Вечером, набирая воду в кувшин, Умм Ламлум услышала от соседки, что израильтяне бомбили город, который называется Абу Заабаль, и убили сто человек. Все в деревне опечалены и говорят, что раз между нами и ними встали кровь и смерть, то добром это не кончится. Грядущие дни несут Египту тяжкие беды и испытания. Прошлой ночью, сказала соседка, ей приснилось, что Нил разлился и вышел из берегов, затопляя дома и вырывая деревья с корнем из земли. Утром она пересказала сон мужу, а он рассердился и прикрикнул на нее, не каркай, мол. Когда же она спустя некоторое время спросила, почему он рассердился и что значит ее сон, муж ответил, что из всех примет две самые дурные: видеть во сне огонь или наводнение.
В холодные ночи месяца амшира не летает птица карауан[58], чей крик несет душе надежду, предвещая скорое возвращение тех, кто дорог сердцу. Молчит птица, и затуманенным горем глазам Умм Ламлум кажется, что вся деревня ад-Дахрийя склонилась и приникла к земле под тяжестью печали.
Вечером пришел к ней человек и сказал, что сын ее Ламлум вернулся и стоит на берегу канала, веселый и красивый. Она не шевельнулась, лишь медленно подняла глаза и тут же отвела взгляд.
— Нет, сегодня он не придет. Неужто ты думаешь, что я не почувствую, когда он вернется?
Она говорила медленно, глотая слезы, каждое слово давалось ей с трудом. Пришедший стал клясться, что Ламлум уже на пути к дому, он лишь остановился поговорить с земляками. Но мать стояла перед ним и тихим прерывающимся голосом твердила, что сын ее не вернется в ад-Дахрийю нынче вечером.
V. Мы, нижеподписавшиеся…
«Что-то неладно в этом мире. Так решили мы, жители ад-Дахрийи, простые крестьяне из провинции аль-Бухейра. Но мы слабы, бессильны что-либо сделать. И вы должны нас извинить — мы живем в странное время. Больше мы ничего, к сожалению, добавить не можем».

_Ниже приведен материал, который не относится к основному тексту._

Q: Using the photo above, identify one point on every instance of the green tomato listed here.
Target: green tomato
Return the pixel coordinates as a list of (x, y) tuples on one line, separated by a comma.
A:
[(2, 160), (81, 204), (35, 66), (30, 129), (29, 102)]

(Из никем не сделанного заявления)Солнце садится. Его длинные косые лучи обволакивают предметы, придают причудливые, неестественные формы теням. Вместе с тенями приходят воспоминания. Фатхи сидит у раскрытого окна, выходящего в зеленые просторы полей. Перед ним книга. Но взгляд его устремлен в бесконечность, туда, где далеко-далеко зеленая равнина смыкается с темной голубизной небес.
— Граждане, послушайте заявление представителя министерства внутренних дел.
Фатхи слушает. Протягивает руку, включает радио. Взгляд его возвращается к страницам книги. Но читать он не может. Семьдесят погибших! Он встает с места, бесцельно ходит по комнате. Зовет сестренку, просит принести что-то совсем ему ненужное. Мысли его неопределенны, сбивчивы. Он пытается привести их в порядок, повторяет про себя услышанное по радио. Хотя он и достаточно хорошо разбирается в событиях, но, живя в глуши, оторванной от всего и всех, в ссылке, как он сам иногда говорит, он чувствует себя бессильным, неспособным что-либо сделать. Каждый день он слушает радио, анализирует сообщения и… страдает от чувства собственного бессилия. Три года назад, когда он, крутя ручку приемника в поисках последних известий, услышал далекий слабый голос, объявивший: «Наши войска форсировали Суэцкий канал и вышли на его западный берег», ему вдруг показалось, что его оскопили, что он перестал быть мужчиной. Он спросил себя: что я могу сделать? И понял, что здесь, в этом глухом углу, что бы он ни сделал, все будет бесполезно. Ему остается только слушать радио и казниться своим бессилием, находя в этом самобичевании слабое и ложное утешение. С тех пор чувство боли не покидало его, то затихая, то усиливаясь, как если бы на больной зуб время от времени попадали крупинки соли.